There are various arguments in regards to the monetary policy, the first argument is to have a stable price which would help to have a uniform price all over thereby not leading to any kind of fluctuations in the Australian stock market  & firmly anchored inflation expectations (Gittins, 2010).

The second argument is to decline the dependence on provisional support mechanisms in the fiscal sector & allows normal functioning of markets (Papademos, 2009).

The timing of implementation of these strategies will depend on the pace of recovery and the return to normality in financial markets (Papademos, 2009).

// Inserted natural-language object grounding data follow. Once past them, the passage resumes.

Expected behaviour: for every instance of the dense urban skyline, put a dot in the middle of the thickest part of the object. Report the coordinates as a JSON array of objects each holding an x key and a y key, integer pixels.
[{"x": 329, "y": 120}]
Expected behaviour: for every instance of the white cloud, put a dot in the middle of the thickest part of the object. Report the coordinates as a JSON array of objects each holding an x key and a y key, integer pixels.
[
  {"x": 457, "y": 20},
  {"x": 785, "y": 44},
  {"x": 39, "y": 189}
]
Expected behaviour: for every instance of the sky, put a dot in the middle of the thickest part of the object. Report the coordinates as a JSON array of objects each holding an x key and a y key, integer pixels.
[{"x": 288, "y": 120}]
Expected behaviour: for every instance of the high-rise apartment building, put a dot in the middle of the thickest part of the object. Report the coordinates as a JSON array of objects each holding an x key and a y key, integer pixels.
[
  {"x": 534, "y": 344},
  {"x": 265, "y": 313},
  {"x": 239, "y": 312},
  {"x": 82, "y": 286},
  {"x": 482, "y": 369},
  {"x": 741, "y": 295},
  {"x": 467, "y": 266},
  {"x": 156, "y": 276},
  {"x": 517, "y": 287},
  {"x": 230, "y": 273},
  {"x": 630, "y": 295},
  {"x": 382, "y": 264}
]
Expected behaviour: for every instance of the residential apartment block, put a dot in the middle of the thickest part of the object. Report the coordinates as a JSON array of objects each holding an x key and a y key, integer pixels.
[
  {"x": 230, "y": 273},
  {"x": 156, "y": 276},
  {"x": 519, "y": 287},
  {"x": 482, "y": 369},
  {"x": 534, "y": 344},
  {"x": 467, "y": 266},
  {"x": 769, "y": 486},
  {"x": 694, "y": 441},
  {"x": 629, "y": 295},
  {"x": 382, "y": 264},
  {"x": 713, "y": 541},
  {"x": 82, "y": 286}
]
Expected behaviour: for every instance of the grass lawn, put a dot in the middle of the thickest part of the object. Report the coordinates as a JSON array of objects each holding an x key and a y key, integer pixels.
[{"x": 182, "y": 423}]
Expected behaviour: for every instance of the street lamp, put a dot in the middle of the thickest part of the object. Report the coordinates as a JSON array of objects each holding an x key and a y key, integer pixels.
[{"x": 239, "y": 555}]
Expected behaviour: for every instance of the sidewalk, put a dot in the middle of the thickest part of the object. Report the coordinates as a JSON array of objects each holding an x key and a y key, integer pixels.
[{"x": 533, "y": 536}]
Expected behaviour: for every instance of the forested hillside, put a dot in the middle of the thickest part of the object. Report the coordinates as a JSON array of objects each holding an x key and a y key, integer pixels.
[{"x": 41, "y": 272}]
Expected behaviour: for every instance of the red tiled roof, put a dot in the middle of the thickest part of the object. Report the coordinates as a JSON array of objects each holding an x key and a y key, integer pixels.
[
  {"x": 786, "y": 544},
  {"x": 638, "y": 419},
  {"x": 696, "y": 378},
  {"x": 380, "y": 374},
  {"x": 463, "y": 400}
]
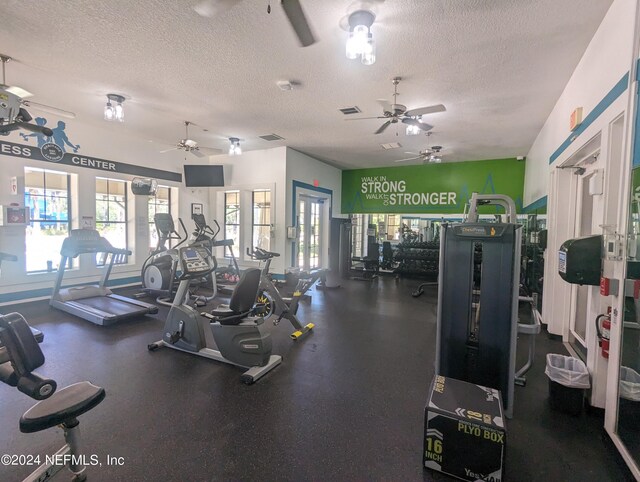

Around the world, there are rising concerns about fiscal sustainability. In the

United Kingdom, according to OECD projections, the gross government debt-to-

GDP ratio could reach 90% in 2010. The government deficit is expected to be

14% of GDP next year and in the OECD as a whole, 9% of GDP (). In Australia, the government deficit is one of the lowest, at 4.9

 5. Conclusion

Though, there are a various factors which would determine Australia’s current economic market stability. This report majorly identified & focused on the fact that how Australia was able to avoid itself from being affected by the global financial crisis. This was made possible due to Australia’s government expenditure assisted by consumption, and a strong export sector supported by rising prices of the commodities (Papademos, 2009).Sample AssignmentAll the factors listed above along with the rigorous expansionary monetary policy have led Australia’s economic as well as the market condition in a healthy position which leads to the economic recovery from the global financial crisis.

This report also stresses regarding the neutral monetary policies laid down by the Reserve Bank of Australia which benefited the Australian market.

Maintaining the appropriate cash rate fulfilled the Reserve Bank of Australia’s goals, thereby leading to a rational response to the economic environment (Murray, 2009).